Double title runner-up Andrea Dovizioso is among those that are sceptical of how much can be achieved without a full resurfacing.

"I'm worried it's not possible to really fix the problem that exists with the track. And that is very bad because I think it's one of the most beautiful tracks in our championship," said the Ducati rider.

"The problem is there are bumps everywhere and with the bike it’s very difficult to ride. Not just to be fast. Looks like the asphalt or the dirt under the asphalt moves almost everywhere. So it's difficult to fix if you don’t make a completely new preparation, I think."

As Dovi suggested, while F1 cars are typically blamed for excessive bumps on MotoGP circuits, many feel the geology of the area is the main factor.

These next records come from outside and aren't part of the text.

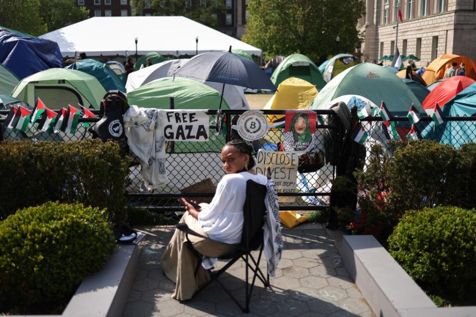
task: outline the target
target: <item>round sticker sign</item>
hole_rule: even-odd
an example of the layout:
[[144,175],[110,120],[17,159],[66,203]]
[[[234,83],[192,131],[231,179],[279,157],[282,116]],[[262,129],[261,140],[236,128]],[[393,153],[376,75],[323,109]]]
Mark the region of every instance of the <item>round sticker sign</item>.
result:
[[113,120],[109,124],[109,133],[114,137],[122,135],[122,125],[118,120]]
[[243,139],[254,141],[262,137],[268,132],[268,119],[261,111],[245,111],[234,127]]

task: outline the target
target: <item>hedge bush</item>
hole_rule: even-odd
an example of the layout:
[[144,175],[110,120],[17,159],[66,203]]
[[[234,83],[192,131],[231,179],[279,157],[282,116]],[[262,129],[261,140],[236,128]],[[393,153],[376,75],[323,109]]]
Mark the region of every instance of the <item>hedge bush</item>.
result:
[[116,143],[8,141],[0,143],[0,220],[48,201],[107,208],[110,220],[126,220],[128,162]]
[[408,211],[389,238],[390,254],[427,292],[475,305],[475,228],[474,209]]
[[116,245],[105,210],[58,202],[0,222],[0,304],[20,310],[68,299]]

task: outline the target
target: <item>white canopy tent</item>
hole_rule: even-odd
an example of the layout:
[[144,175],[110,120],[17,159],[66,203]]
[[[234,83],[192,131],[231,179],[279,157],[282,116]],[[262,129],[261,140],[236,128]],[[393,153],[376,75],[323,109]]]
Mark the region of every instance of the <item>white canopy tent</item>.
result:
[[[198,43],[196,38],[198,37]],[[156,52],[163,55],[195,55],[232,48],[261,55],[261,50],[184,16],[112,16],[90,18],[41,38],[58,44],[63,56],[84,52],[90,56],[143,55]]]

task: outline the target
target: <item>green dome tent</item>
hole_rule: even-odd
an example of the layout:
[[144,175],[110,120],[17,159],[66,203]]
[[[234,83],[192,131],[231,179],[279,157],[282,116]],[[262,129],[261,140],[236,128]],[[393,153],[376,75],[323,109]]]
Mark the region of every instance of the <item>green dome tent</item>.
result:
[[165,60],[165,58],[157,53],[156,52],[149,52],[146,53],[145,55],[142,55],[137,60],[136,64],[134,65],[134,70],[138,70],[140,69],[140,65],[143,65],[144,67],[147,66],[147,62],[146,60],[147,58],[150,59],[152,64],[158,64],[161,62]]
[[99,109],[106,91],[94,76],[66,68],[50,68],[23,78],[11,95],[34,105],[39,97],[52,110],[78,103]]
[[331,100],[344,95],[362,96],[377,105],[383,100],[396,116],[406,116],[412,103],[424,113],[421,103],[402,79],[375,64],[358,64],[339,74],[319,92],[311,109],[324,108]]
[[316,64],[302,54],[293,54],[284,59],[273,72],[271,81],[277,87],[283,81],[291,77],[310,82],[320,91],[326,85],[322,74]]
[[0,94],[9,95],[19,80],[13,73],[0,64]]

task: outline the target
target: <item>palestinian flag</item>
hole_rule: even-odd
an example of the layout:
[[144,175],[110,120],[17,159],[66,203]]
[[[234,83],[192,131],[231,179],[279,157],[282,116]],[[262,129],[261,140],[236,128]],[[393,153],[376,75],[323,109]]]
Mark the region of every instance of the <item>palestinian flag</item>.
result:
[[367,133],[364,129],[364,127],[360,124],[357,125],[357,127],[355,127],[354,131],[352,133],[352,138],[361,145],[363,145],[368,136],[368,133]]
[[382,117],[382,120],[384,121],[390,121],[392,117],[390,116],[390,112],[387,109],[387,106],[385,103],[382,102],[380,105],[380,109],[379,110],[379,115]]
[[433,109],[433,113],[431,114],[431,118],[435,122],[435,127],[439,126],[445,122],[445,116],[441,111],[441,108],[438,105],[438,103],[435,105],[435,108]]
[[398,140],[400,138],[395,121],[385,121],[382,123],[384,134],[388,140]]
[[409,141],[410,140],[417,140],[420,138],[421,138],[421,136],[420,135],[420,131],[416,128],[415,125],[411,125],[411,128],[410,129],[410,131],[407,134],[407,139]]
[[41,126],[41,127],[39,127],[39,129],[41,132],[51,133],[53,132],[55,129],[55,119],[58,116],[58,114],[52,110],[46,108],[45,115],[46,115],[46,120],[44,121],[44,122],[43,122],[43,125]]
[[[96,115],[91,112],[81,105],[79,105],[79,106],[81,107],[81,110],[82,110],[83,113],[84,114],[82,116],[83,118],[96,118]],[[84,127],[87,127],[90,125],[91,123],[89,122],[85,122],[82,124],[82,126]]]
[[418,113],[418,110],[413,104],[411,104],[411,107],[410,107],[410,110],[407,115],[407,118],[412,125],[414,125],[421,119],[421,115]]
[[62,130],[65,133],[74,134],[77,129],[78,122],[81,116],[81,111],[71,105],[68,105],[68,112],[63,121]]
[[18,122],[15,126],[17,130],[20,130],[23,132],[28,130],[28,124],[30,123],[30,118],[31,118],[32,112],[21,106],[18,107],[20,117]]
[[32,124],[36,122],[36,121],[43,114],[46,110],[46,106],[45,106],[45,104],[40,100],[40,98],[38,98],[38,100],[36,101],[36,105],[33,108],[33,114],[31,116]]
[[65,117],[67,112],[68,110],[64,108],[60,110],[60,112],[55,119],[55,127],[53,128],[53,132],[55,133],[58,133],[60,131],[64,132],[65,130],[63,129],[63,122],[65,121]]

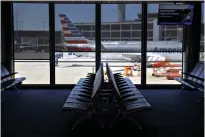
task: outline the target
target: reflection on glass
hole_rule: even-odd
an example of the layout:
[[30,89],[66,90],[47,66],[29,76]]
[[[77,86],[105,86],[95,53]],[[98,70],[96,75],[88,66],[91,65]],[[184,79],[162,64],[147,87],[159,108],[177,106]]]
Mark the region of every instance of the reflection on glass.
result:
[[182,77],[182,63],[147,62],[147,84],[180,84],[174,77]]
[[50,84],[50,62],[15,62],[16,77],[26,77],[23,84]]
[[102,51],[140,51],[141,9],[141,4],[102,4]]
[[95,73],[95,53],[55,52],[55,64],[56,84],[76,84],[87,73]]
[[14,3],[13,8],[14,58],[49,59],[48,4]]
[[101,11],[101,61],[134,84],[141,83],[141,11],[141,4],[102,4]]
[[95,4],[56,4],[55,51],[95,51]]
[[148,27],[152,40],[147,42],[147,84],[179,84],[173,77],[181,77],[182,26],[158,25],[159,4],[148,4]]
[[[104,65],[104,71],[106,70],[106,62],[109,64],[113,74],[122,73],[124,77],[130,78],[133,84],[141,83],[141,64],[129,63],[129,62],[114,62],[114,61],[102,61]],[[105,71],[106,72],[106,71]]]

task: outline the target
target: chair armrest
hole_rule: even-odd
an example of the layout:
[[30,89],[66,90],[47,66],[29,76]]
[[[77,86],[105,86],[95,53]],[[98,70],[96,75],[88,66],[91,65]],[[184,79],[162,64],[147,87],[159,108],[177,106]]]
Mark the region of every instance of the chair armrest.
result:
[[188,76],[190,76],[190,77],[193,77],[193,78],[195,78],[195,79],[198,79],[198,80],[204,81],[204,78],[199,78],[199,77],[196,77],[196,76],[191,75],[191,74],[188,74],[188,73],[183,73],[183,74],[188,75]]
[[10,74],[8,74],[8,75],[2,76],[2,77],[1,77],[1,80],[4,79],[4,78],[7,78],[7,77],[9,77],[9,76],[15,75],[15,74],[18,74],[18,72],[14,72],[14,73],[10,73]]
[[193,75],[191,75],[189,73],[186,73],[186,72],[182,72],[182,74],[185,74],[185,75],[188,75],[188,76],[193,76]]

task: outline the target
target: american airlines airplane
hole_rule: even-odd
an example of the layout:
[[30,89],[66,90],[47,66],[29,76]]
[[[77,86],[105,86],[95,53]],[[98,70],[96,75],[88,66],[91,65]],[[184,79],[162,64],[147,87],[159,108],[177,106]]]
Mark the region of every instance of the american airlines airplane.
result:
[[[56,51],[79,51],[75,52],[76,56],[95,57],[95,41],[86,39],[83,34],[76,28],[71,20],[65,14],[59,14],[62,25],[64,42],[55,44]],[[23,48],[38,47],[41,49],[48,48],[47,45],[23,46]],[[129,62],[139,62],[141,60],[141,42],[140,41],[115,41],[101,42],[101,59],[102,60],[123,60]],[[147,42],[147,61],[182,61],[182,43],[177,41],[148,41]],[[110,53],[111,52],[111,53]],[[121,52],[121,53],[115,53]],[[123,53],[124,52],[124,53]]]
[[[65,14],[59,14],[62,24],[65,45],[67,51],[95,51],[95,42],[86,39],[76,26],[69,20]],[[148,42],[147,61],[182,61],[182,43],[175,41],[153,41]],[[57,44],[59,46],[59,44]],[[97,46],[97,45],[96,45]],[[138,62],[141,60],[141,42],[117,42],[101,44],[102,60],[126,60]],[[159,51],[159,52],[156,52]],[[175,51],[175,52],[172,52]],[[104,52],[104,53],[103,53]],[[105,53],[108,52],[108,53]],[[125,52],[125,53],[109,53]],[[135,52],[135,53],[134,53]],[[95,53],[75,52],[77,56],[95,57]]]

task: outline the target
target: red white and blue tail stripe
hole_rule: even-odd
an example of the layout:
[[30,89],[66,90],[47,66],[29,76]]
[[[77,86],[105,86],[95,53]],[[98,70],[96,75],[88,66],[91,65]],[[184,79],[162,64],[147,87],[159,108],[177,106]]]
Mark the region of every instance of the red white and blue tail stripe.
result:
[[75,27],[65,14],[59,14],[66,44],[88,44],[83,34]]

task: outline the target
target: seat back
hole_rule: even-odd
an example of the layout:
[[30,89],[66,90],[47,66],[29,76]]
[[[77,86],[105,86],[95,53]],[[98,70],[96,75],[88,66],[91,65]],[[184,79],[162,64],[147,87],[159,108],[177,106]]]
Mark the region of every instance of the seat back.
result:
[[[8,71],[8,69],[4,66],[3,63],[1,63],[1,77],[6,76],[6,75],[9,75],[9,74],[10,74],[10,72]],[[4,79],[1,80],[1,83],[2,83],[2,82],[5,82],[5,81],[7,81],[7,80],[11,80],[11,79],[12,79],[11,76],[6,77],[6,78],[4,78]]]
[[104,72],[103,72],[103,64],[101,63],[96,75],[95,80],[93,83],[93,92],[91,96],[91,100],[94,103],[97,98],[99,97],[100,91],[102,90],[104,83]]
[[125,109],[124,105],[122,104],[122,96],[121,96],[120,91],[117,87],[114,75],[113,75],[108,63],[106,63],[106,71],[107,71],[108,81],[112,84],[112,87],[113,87],[114,97],[115,97],[117,107],[119,108],[120,111],[125,111],[126,109]]

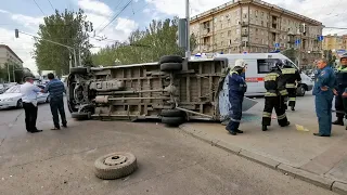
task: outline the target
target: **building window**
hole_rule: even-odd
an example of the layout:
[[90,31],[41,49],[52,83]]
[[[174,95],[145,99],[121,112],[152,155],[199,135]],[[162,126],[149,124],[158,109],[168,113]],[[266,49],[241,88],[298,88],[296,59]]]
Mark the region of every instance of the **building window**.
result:
[[268,74],[271,72],[271,67],[274,66],[277,62],[280,60],[278,58],[261,58],[257,60],[258,64],[258,74]]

"It's a great shame because the track is fantastic and also quite new, but suffers a lot about a bumps problem," said Yamaha's Valentino Rossi. "Maybe something happens from below [the surface].

"In three or four parts they are very big. In the last years they've tried to do something about the bumps but unfortunately they don’t improve. We have to check tomorrow and we hope that it's better."

"The track itself is not that old, as Vale says," Pramac's Jack Miller added. "We go to many tracks on the calendar that have a lot more years on them and are not that bumpy.

"I think it's definitely got to be to do with the ground around here. It looks like a lot of clay and if I remember correctly directly after the first year we were here they had a lot of rain, which could cause it to move.

"But the track was bumpy, especially the back straight, and then last year they ground it down and the bumps actually became bigger and longer. So I'm interested to see if the work for this year is an improvement or if it's just trying to patch another job and not that great."

The opening pair of MotoGP free practice sessions will be held at COTA on Friday.